The VLC guys make some very strange, often anti-opensource decisions. Like when they made the mobile VLC for iOS first, instead of Android, which got banned by Apple, and made me very happy, because they fully deserved that one (building it for a closed OS like iOS?! What were they thinking?).

Then they ported it to Android, but before it was even fully finished, they started asking money for the "Metro version" (what the hell? Really?).

So yeah, the VLC seem to take some very counter-intuitive decisions for an open source project.
You are quite wrong here, very likely confusing patented codecs with closed software. Software patents are only enforced in about 5 countries, the rest of the world simply ignores that. For example, both lame and x264 are open source projects; and there is an x265 project too.

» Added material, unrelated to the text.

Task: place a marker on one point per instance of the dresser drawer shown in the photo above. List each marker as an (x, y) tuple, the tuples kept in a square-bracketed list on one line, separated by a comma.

Also, Free Software (as in FSF) can be compiled to any platform and run for any purpose, and yes, can also be sold; all you need to do is keep the 4 freedoms (ie. provide the source when requested, etc). The fact that the proprietary iOS only allows apps to be installed via their app store is outside VLC. You "could" get the VLC app for iOS and find out "another" way to install it.

Users living in one of those 5 or so software patent oppressed countries are supposed to sort out and purchase licenses for each codec, or the vendor of the software could pay it for them and pass it along the purchase. This is why some linux distros don't include the offending codecs by default, as they don't "sell it" for money, but some distros (ie. Zorin Premium) do and include codecs.

Apple being Apple is probably just adhering to the US centric point of view regarding codecs.